Daí, o Art. 31, 1, da Convenção de Viena sobre Relações Diplomáticas que disciplina que o agente diplomático goza de imunidade penal absoluta não foi recepcionado pela Constituição Federal de 1988, notadamente no que diz respeito à prática do tráfico ilícito de entorpecentes e drogas afins, o terrorismo e os definidos como crimes hediondos (homicídio, latrocínio, estupro etc).
Senão, vejamos:
“Art. 5º Todos são iguais perante a lei, sem distinção de qualquer natureza, garantindo-se aos brasileiros e aos estrangeiros residentes no País a inviolabilidade do direito à vida, à liberdade, à igualdade, à segurança e à propriedade, nos termos seguintes:
(...)
XXXV - a lei não excluirá da apreciação do Poder Judiciário lesão ou ameaça a direito;
(...)
XLIII - a lei considerará crimes inafiançáveis e insuscetíveis de graça ou anistia a prática da tortura, o tráfico ilícito de entorpecentes e drogas afins, o terrorismo e os definidos como crimes hediondos, por eles respondendo os mandantes, os executores e os que, podendo evitá-los, se omitirem”.
E além de sua inconstitucionalidade manifesta, o Art. 31, 1, da Convenção de Viena sobre Relações Diplomáticas não resiste ao controle de convencionalidade frente à Convenção Interamericana para Prevenir, Punir e Erradicar a Violência Contra a Mulher (Convenção de Belém do Pará) de 1994 e a Convenção para a Eliminação de Todas as Formas de Discriminação Contra a Mulher das Nações Unidas (CEDAW) de 1979. Estas duas últimas convenções, ao contrário da Convenção de Viena, possuem nítido conteúdo de promoção dos direitos humanos e, assim, possuem envergadura normativa de emendas constitucionais. Também podem ser consideradas o embrião da Lei Maria da Penha.

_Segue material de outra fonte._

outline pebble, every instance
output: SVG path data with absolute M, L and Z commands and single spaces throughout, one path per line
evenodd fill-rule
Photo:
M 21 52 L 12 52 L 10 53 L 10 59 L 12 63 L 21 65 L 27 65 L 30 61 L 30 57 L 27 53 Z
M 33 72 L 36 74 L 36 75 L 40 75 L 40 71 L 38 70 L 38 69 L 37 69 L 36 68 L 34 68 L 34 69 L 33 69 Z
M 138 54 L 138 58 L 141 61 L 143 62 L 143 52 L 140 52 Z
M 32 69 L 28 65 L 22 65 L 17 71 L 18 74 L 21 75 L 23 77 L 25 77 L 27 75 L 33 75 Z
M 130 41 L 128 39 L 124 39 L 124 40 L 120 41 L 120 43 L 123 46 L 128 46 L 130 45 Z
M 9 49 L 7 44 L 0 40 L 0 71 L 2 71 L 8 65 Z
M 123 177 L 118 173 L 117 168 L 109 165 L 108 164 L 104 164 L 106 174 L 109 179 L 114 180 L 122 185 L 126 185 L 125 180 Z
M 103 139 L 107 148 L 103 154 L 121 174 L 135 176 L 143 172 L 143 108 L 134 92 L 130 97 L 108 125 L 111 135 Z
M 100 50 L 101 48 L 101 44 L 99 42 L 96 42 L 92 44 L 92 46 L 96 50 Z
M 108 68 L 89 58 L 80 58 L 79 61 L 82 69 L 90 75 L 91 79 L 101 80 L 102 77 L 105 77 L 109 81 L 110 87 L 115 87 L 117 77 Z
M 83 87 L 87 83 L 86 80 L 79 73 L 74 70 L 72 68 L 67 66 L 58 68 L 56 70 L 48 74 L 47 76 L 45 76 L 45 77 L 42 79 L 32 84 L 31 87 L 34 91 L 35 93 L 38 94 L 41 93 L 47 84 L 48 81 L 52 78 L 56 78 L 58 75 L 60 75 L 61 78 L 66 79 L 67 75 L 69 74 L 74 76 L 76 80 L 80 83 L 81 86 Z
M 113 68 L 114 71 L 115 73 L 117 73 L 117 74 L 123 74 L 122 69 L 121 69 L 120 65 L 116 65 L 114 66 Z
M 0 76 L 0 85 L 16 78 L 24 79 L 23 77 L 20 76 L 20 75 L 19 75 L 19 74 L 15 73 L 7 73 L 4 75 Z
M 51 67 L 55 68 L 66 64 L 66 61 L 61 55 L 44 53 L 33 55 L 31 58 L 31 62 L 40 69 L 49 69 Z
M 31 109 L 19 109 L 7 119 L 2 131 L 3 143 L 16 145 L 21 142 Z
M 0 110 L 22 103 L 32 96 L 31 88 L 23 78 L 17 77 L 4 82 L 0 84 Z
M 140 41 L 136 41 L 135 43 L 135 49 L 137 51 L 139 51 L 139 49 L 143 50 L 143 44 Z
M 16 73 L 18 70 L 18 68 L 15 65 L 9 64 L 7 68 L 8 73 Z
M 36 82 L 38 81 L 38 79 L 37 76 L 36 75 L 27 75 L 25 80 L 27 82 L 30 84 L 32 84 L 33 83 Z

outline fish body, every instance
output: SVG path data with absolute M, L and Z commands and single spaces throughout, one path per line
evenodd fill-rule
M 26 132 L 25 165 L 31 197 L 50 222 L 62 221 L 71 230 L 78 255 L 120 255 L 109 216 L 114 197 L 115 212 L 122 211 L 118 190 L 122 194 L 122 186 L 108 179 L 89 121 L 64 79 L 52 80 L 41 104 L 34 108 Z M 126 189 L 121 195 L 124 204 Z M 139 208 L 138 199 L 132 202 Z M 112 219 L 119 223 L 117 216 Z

Atendendo aos reclamos da Organização dos Estados Americanos e da Organização das Nações Unidas, em 09 de março de 2015, o Brasil alterou o Art. 121 de seu Código Penal de 1940, para prever o feminicídio como circunstância qualificadora do crime de homicídio, incluindo-o no rol dos crimes hediondos.
Em conclusão, não existe em nossa legislação democrática atual qualquer imunidade penal conferida a agente diplomático, seja absoluta ou relativa, no caso da prática de crimes em solo brasileiro, notadamente nos casos de feminicídio, considerado hediondo.
Toda e qualquer forma de violência contra a mulher praticada no País deverá se submeter à competência indeclinável de nossa jurisdição, sob pena de afronta à Constituição Federal de 1988 e às Convenções de Direitos Humanos da Mulher subscritos pelo Brasil.